Three weeks after 23-year-old Ned Vizzini appeared on the "Today Show" to discuss his second book, "Be More Chill," he called an emergency hotline, threatened suicide and, acting on the operator's advice, checked himself into a psychiatric ward.

"Everybody thinks that after you make it as an author, you're set for life," Vizzini said from his home in New York City. "But I had plenty of concerns about what I was going to do with the rest of my life. And there's always pressure to do the next thing and to always be better."

Now, the 25-year-old author has done the next "better" thing. He's written a semi-autobiographical novel about his experiences.

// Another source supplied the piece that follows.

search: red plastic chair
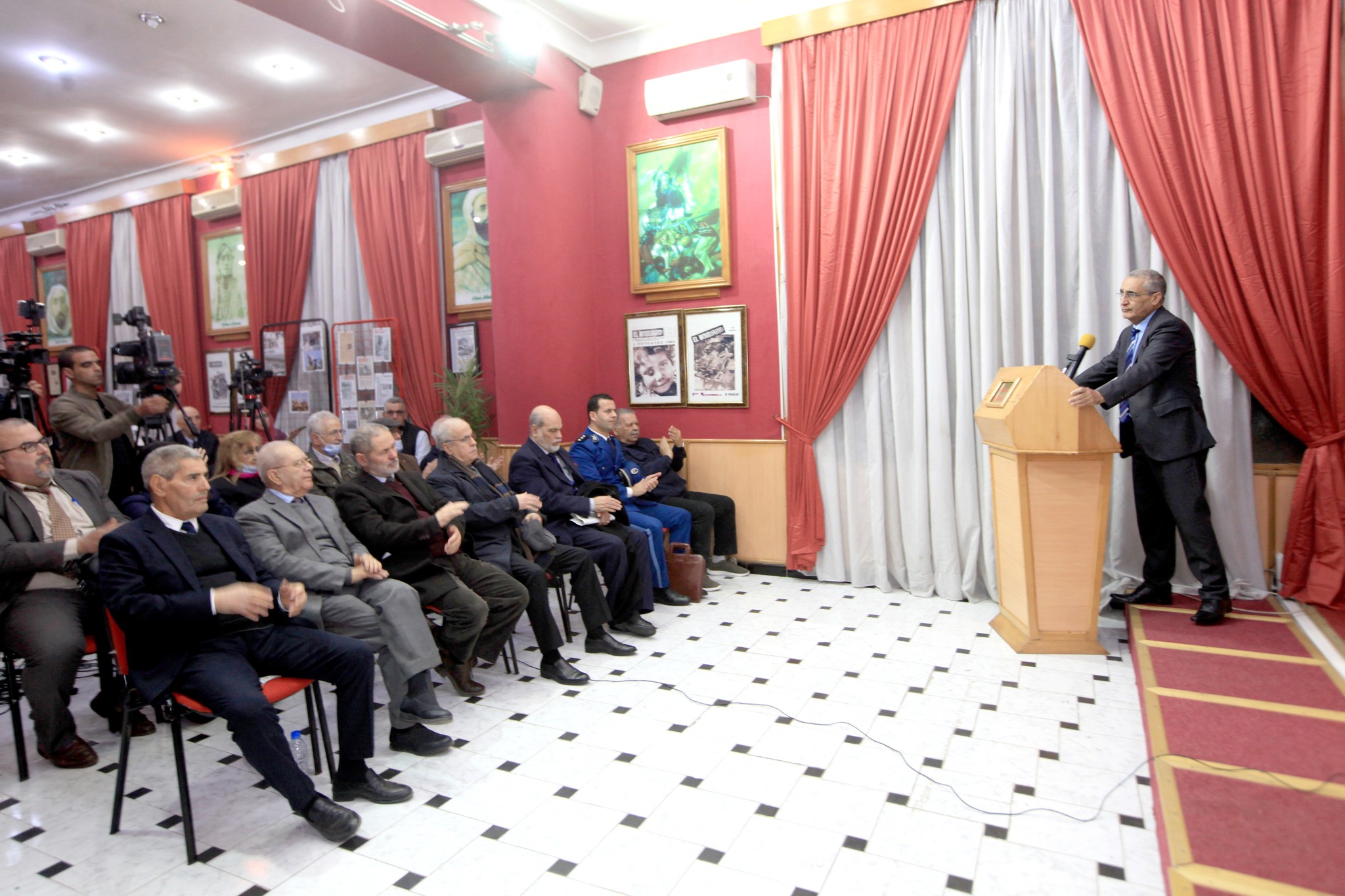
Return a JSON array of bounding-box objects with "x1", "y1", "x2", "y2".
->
[{"x1": 108, "y1": 612, "x2": 336, "y2": 865}]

"It's Kind of a Funny Story" is a funny and often illuminating story about teen depression. It's about Craig Gilner, an over-achieving 15-year-old who attends an elite private high school in Manhattan and cracks under the pressure. When he feels like he might kill himself, he checks into a psychiatric hospital, where he meets a cast of oddball characters, including a cutter named Noelle who has taken a pair of scissors to her face.

"It's 85 percent based on my life," Vizzini said. "I definitely went through the whole rigmarole. Only I didn't meet a love interest when I checked into the nut house."

Vizzini checked into Brooklyn's Methodist Hospital and stayed five days for depression. When he got out, he sat down and wrote "It's Kind of a Funny Story" in less than a month.

"I went through a pretty intense experience," Vizzini says. "I met a lot of darkness inside and met it head on. I came out with a decision to live that was very compelling. And I wanted to write about that."

But "It's Kind of a Funny Story" isn't just about the doom and gloom of teen depression; it also has a healthy dose of humor. "The thing that has always saved me is humor," Vizzini said.

At 15, Vizzini got his start writing columns for the New York Press about his high school experiences at Manhattan's Stuyvesant High School. When he was 17, he wrote an essay about the pressures of teen life for the New York Times Magazine called "Teen Angst? Naaah."

After that, Vizzini published his first book by the same title and a novel called "Be More Chill," about a kid who swallows a pill called a "squib" that helps him be cool. Both books earned Vizzini a steady spot on the high school speaking circuit, where he'd read from both books.

But now, Vizzini visits high schools across the country to talk about the very real problem of teen depression and suicide.

"When I visit schools, I ask kids, 'How many people here have been depressed before?' And tons of hands go up. I put my hand up, too, and say, 'All right, well, that's what this book is about.' I feel like if I can help one person or one student, then the mission of the book is accomplished."